Once again, the Tuscaloosa City Council shows astounding shortsightedness toward the Black Warrior riverfront. A decade ago, just after completing a plan for a riverfront park, the city encouraged private developers to buy land in the middle of the city’s planned park, even though the city had a right of first refusal on the property. As a result, for the past 8 years the city’s Riverwalk park is two unconnected stretches of multi-use path with a mile and a half long gap in the middle rather than one continuous park that the city had planned. On top of that, the developers have been tied up for years trying to get a series of overly ambitious plans approved. They got final approval 6 months ago for a plan that paves nearly the entire site, but have yet to break ground, 8 years after buying th property. One major problem with this riverfront project is that it it inappropriate for such a small location.

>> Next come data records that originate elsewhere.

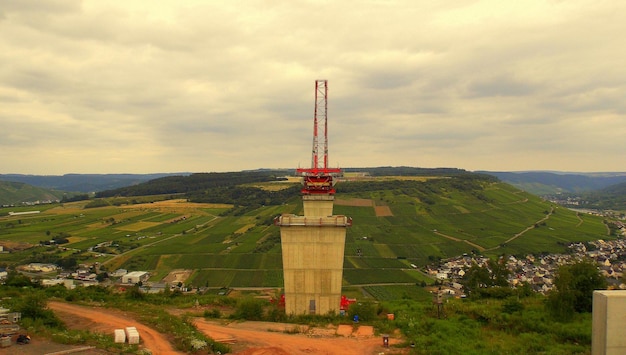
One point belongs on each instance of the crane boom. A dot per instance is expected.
(319, 178)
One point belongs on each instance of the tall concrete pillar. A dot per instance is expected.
(313, 248)
(609, 318)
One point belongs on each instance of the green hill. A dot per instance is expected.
(15, 193)
(396, 222)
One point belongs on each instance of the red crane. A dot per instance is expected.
(319, 178)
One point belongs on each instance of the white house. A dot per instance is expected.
(135, 277)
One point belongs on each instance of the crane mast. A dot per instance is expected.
(318, 179)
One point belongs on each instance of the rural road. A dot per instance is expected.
(105, 320)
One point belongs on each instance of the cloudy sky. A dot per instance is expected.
(143, 86)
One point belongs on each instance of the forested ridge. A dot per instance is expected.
(236, 187)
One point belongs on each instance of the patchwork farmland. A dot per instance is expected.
(392, 229)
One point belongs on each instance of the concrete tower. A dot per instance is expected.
(313, 244)
(313, 248)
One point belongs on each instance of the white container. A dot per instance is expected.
(120, 336)
(132, 335)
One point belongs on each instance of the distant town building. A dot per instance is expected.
(135, 277)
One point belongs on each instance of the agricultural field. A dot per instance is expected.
(420, 223)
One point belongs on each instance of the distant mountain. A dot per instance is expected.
(84, 182)
(548, 183)
(15, 193)
(609, 198)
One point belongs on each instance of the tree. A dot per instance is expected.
(575, 284)
(478, 279)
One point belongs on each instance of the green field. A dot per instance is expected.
(429, 220)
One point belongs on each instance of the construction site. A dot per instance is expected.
(313, 244)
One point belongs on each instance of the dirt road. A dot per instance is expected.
(105, 320)
(260, 338)
(246, 338)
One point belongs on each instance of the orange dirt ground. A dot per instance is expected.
(105, 320)
(245, 338)
(260, 338)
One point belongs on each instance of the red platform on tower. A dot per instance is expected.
(318, 179)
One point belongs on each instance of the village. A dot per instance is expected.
(539, 271)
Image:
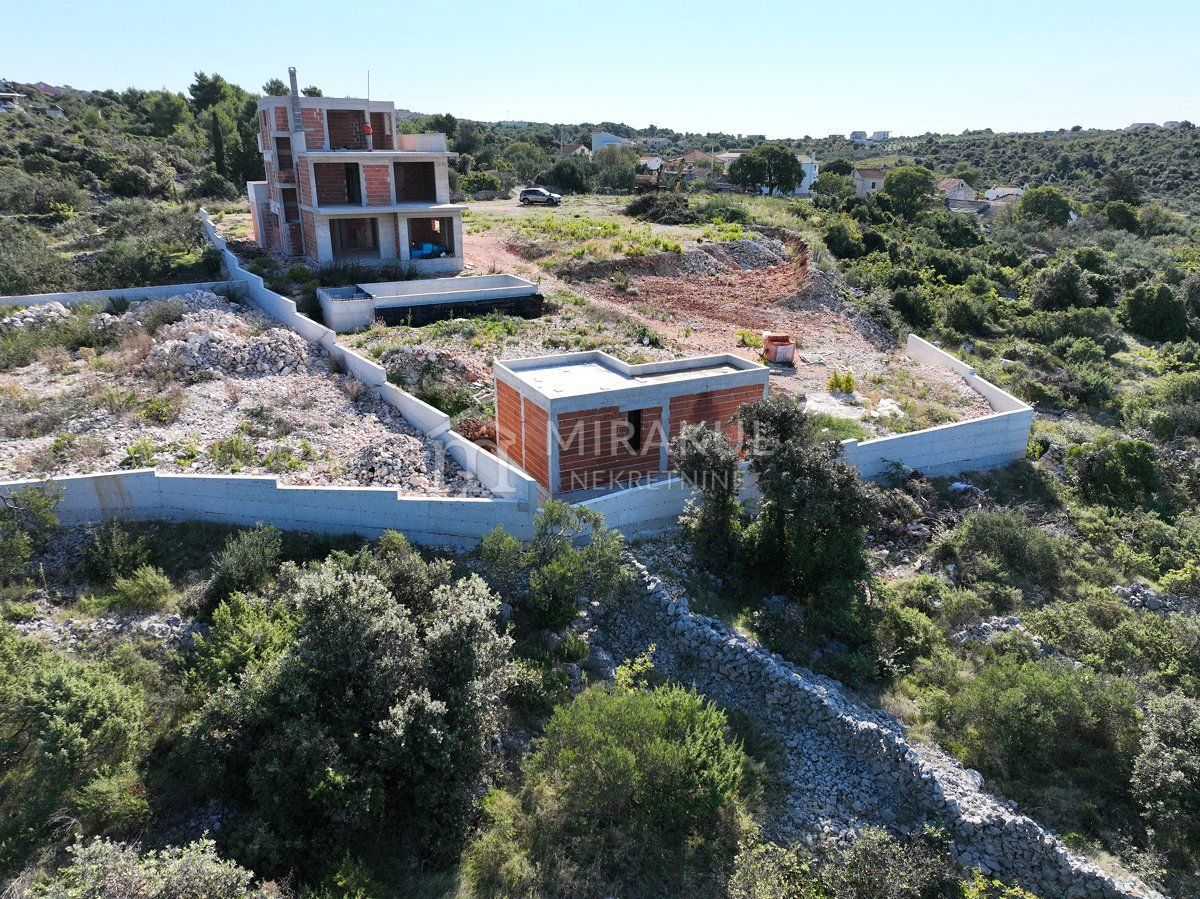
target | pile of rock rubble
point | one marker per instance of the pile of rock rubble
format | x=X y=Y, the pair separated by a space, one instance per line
x=847 y=766
x=31 y=317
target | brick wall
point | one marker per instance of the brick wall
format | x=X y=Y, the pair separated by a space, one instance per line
x=537 y=447
x=594 y=448
x=715 y=407
x=378 y=185
x=304 y=186
x=346 y=130
x=330 y=179
x=509 y=426
x=309 y=228
x=381 y=132
x=313 y=121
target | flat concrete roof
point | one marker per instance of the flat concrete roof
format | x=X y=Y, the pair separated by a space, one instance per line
x=569 y=382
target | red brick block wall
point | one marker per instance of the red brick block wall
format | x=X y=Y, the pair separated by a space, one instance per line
x=715 y=407
x=509 y=426
x=537 y=447
x=346 y=130
x=309 y=228
x=381 y=132
x=330 y=179
x=594 y=449
x=313 y=123
x=378 y=185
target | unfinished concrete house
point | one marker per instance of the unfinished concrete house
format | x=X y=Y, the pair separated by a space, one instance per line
x=582 y=424
x=342 y=185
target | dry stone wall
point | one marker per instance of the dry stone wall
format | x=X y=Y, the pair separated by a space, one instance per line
x=845 y=765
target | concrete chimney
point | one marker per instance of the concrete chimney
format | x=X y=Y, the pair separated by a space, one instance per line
x=298 y=136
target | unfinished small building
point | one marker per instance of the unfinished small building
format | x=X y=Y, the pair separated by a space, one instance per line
x=587 y=423
x=342 y=185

And now the city seems eager to repeat these mistakes. Rather than cooperating with the Army Corps of Engineers to “to determine the feasibility for the city’s future river projects,” taking “into account Federal Emergency Management Agency standards,” the city has decided that “the study would be a waste of money since no concrete project plans have been set.”
When the riverwalk condos were first proposed, they couldn’t get federal approval because too much of the site was within the 100-year flood zone. The developers spent a great deal of money resurveying and convincing federal officials to revise the flood map. Nearly a decade later, the project hasn’t broken ground, and the developers have spent over a million dollars. City employees have spent countless hours evaluating plans and meeting with developers about project proposals.
Maybe, just maybe, we would be better off if we studied the riverfront to see what kinds of project would be appropriate for the existing conditions rather than deciding what development we want to build and then fudging the data to shoehorn it in? After all planning first and studying later has worked really well for Riverwalk Place so far, right?
To our elected officials, however, gathering data about the condition of the river before planning what to build would be an obvious waste of time: “The data we would get out of this would be worthless,” Mayor Walt Maddox added. “It would be money down the drain.” Not like the money spent so far on Riverwalk Place.